Durch Bescheid vom 11. November 1980 gewährte das beklagte Finanzamt (FA) antragsgemäß vorläufige Grunderwerbsteuerbefreiung nach § 1 Abs. 1 Nr. 3 des Gesetzes zur Grunderwerbsteuerbefreiung beim Erwerb von Einfamilienhäusern, Zweifamilienhäusern und Eigentumswohnungen (GrEStEigWoG), da die Klägerin erklärt hatte, daß die Eigentumswohnung binnen fünf Jahren nach Erwerb mindestens ein Jahr lang ununterbrochen von ihrem Ehegatten bewohnt werden sollte. Die Unbedenklichkeitsbescheinigung wurde ebenfalls am 11. November 1980 erteilt. Im Rahmen der Überprüfung des Erwerbsvorgangs stellte das FA fest, daß die erworbene Eigentumswohnung bewertungsrechtlich auf den 1. Januar 1982 als Mietwohngrundstück bewertet worden war, da sie zwei abgeschlossene Wohnungen umfaßte, die kein Zweifamilienhaus darstellten. Die eigentliche Eigentumswohnung wurde in der Zeit nach dem Erwerb vermietet. Die Räumlichkeiten im Keller waren für Wohnzwecke ausgebaut und vom Ehemann der Klägerin länger als ein Jahr für eigene Wohnzwecke genutzt worden.

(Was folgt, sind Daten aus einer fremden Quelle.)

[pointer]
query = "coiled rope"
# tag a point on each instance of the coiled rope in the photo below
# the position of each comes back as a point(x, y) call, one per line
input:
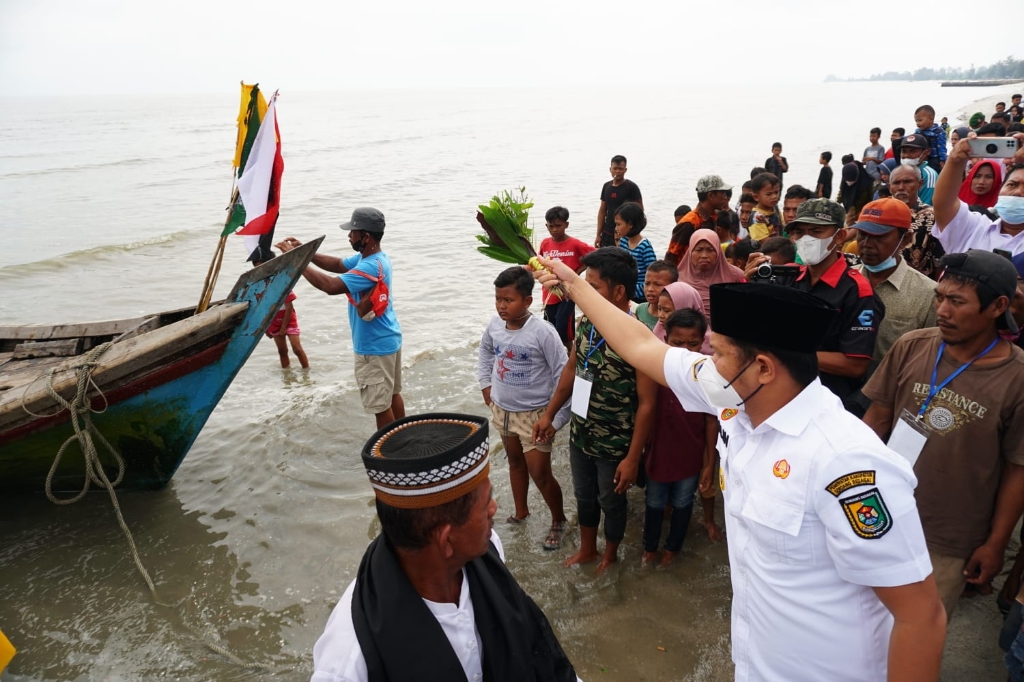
point(81, 411)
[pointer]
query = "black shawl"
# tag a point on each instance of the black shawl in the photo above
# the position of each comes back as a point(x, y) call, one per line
point(401, 640)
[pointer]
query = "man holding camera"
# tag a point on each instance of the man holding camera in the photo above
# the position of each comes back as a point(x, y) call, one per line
point(957, 228)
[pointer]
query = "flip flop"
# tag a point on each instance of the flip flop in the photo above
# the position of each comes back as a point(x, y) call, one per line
point(554, 539)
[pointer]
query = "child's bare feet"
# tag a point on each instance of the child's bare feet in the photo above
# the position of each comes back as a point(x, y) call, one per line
point(581, 557)
point(605, 562)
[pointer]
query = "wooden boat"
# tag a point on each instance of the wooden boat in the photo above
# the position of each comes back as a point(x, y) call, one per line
point(160, 380)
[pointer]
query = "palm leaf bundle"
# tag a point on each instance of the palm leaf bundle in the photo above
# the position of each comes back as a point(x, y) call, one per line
point(508, 237)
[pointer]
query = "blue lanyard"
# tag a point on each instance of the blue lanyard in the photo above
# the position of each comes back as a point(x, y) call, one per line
point(933, 390)
point(590, 343)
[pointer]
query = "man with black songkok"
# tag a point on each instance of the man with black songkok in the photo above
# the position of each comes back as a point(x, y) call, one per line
point(432, 600)
point(830, 574)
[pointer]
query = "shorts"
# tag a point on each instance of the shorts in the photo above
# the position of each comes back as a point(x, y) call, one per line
point(293, 325)
point(519, 424)
point(379, 378)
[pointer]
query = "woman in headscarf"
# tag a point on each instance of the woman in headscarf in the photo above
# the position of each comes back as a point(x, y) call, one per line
point(981, 186)
point(705, 264)
point(680, 295)
point(857, 186)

Durch Bescheid vom 17. Dezember 1984 setzte das FA Grunderwerbsteuer gegen die Klägerin fest. Durch Bescheid vom selben Tag setzte es Zinsen fest. In der Anlage zu dem Grunderwerbsteuerbescheid wies das FA darauf hin, die Nachversteuerung sei durchzuführen, da die Steuerbefreiung nach § 1 Abs. 1 Nr. 3 GrEStEigWoG nicht dadurch erlangt werden könne, daß die gleichzeitig mit dem Sondereigentum an der Eigentumswohnung erworbenen Sondernutzungsrechte an bestimmten Kellerräumen der begünstigten Nutzung zugeführt würden.
Mit dem hiergegen gerichteten Einspruch vom 31. Dezember 1984, eingegangen beim FA am 2. Januar 1985, machte die Klägerin geltend, bei wirtschaftlicher Betrachtungsweise eine Eigentumswohnung mit zwei Wohneinheiten erworben zu haben. Da das FA innerhalb der folgenden Jahre nicht über den Einspruch entschied, machte die Klägerin mit Schreiben vom 18. Oktober 1991 weiterhin geltend, ebenso wie eine überlange Prozeßdauer stelle auch die Verfahrensdauer im behördlichen Vorverfahren einen Verstoß gegen die Menschenrechte dar.
Durch Einspruchsentscheidung vom 29. November 1991 wies das FA den Einspruch als unbegründet zurück.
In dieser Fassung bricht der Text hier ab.